Before the expansion of the Bantu languages and their speakers, the southern half of Africa is believed to have been populated by Pygmies and Khoisan speaking people, today occupying the arid regions around the Kalahari and the rainforest of Congo Basin; whereas Cushites, Nilotes and other people speaking Afro-Asiatic languages inhabited north-eastern and northern Africa. Northwestern Africa, the Sahara, and the Sudan were inhabited by people speaking Mande and Atlantic languages (such as the Fulani and Wolof) and other people speaking Nilo-Saharan languages.

There are two basic theories of the spread of the Bantu languages and societies. The first was advanced by Joseph Greenberg in 1963. He had analyzed and compared several hundred African languages and found that a group of languages spoken in Southeastern Nigeria were the most closely related to languages from the Bantu group. He theorized that Proto-Bantu (the hypothetical ancestor of the Bantu languages) was originally one of these languages that spread south and east over hundreds of years.

This was quickly challenged by Malcolm Guthrie who analyzed each Bantu language and found that the most stereotypical were those spoken in Zambia and in the southern Democratic Republic of Congo (DRC). This provided the alternative theory that Bantu speakers had spread from this location in all directions.

Bantu expansion

Main article: Bantu expansion

The Bantu expansion was both a physical migration and a diffusion of language and knowledge into neighboring populations, and societal groups (usually through inter-marriage or by small groups moving to new areas). Bantu speakers developed novel methods of agriculture and metalworking which allowed people to colonize new areas in greater densities. Both linguistics and genetics support the idea that the Bantu expansion was one of the most significant human migrations and expansions within the past few thousand years.

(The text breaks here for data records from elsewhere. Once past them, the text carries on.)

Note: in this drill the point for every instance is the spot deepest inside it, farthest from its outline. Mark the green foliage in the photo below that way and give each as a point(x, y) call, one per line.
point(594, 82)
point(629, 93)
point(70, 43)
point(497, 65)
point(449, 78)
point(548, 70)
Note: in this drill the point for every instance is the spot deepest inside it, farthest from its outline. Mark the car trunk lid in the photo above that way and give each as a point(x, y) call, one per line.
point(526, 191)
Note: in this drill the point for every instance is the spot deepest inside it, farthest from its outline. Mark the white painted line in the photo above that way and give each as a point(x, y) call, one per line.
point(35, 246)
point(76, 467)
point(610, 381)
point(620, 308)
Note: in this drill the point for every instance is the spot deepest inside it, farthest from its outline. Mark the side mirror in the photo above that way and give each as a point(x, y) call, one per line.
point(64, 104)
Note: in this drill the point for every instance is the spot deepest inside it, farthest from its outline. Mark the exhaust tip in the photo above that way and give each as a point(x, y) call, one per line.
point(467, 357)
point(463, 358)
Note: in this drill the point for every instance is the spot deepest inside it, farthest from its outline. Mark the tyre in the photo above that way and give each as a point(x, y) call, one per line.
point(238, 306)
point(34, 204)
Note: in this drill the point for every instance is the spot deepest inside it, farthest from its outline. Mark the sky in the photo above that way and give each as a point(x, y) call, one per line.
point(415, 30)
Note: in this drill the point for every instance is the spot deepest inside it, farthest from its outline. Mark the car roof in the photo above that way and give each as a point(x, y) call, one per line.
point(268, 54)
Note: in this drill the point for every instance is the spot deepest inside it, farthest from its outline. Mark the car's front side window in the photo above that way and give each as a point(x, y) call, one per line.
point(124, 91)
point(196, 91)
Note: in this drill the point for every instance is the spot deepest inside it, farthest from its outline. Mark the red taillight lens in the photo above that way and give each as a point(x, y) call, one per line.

By about 1000 AD it had reached modern day Zimbabwe and South Africa. In Zimbabwe a major southern hemisphere empire was established, with its capital at Great Zimbabwe. It controlled trading routes from South Africa to north of the Zambezi, trading gold, copper, precious stones, animal hides, ivory and metal goods with the Arab traders of the Swahili coast. By the 14th or 15th centuries the Empire had collapsed, with the city of Great Zimbabwe being abandoned. The expansion primarily ended with the clashes between the Xhosa and Boers at Graaff Reinet inn 1779.

Another theory, rather unsupported by the existing evidence, held is that the Bantu society originated from the Congo and due to factors like agriculture and trade in ivory they spread out to the north, east and the south. With slave trade the further scattered out across Africa some running from the slave traders.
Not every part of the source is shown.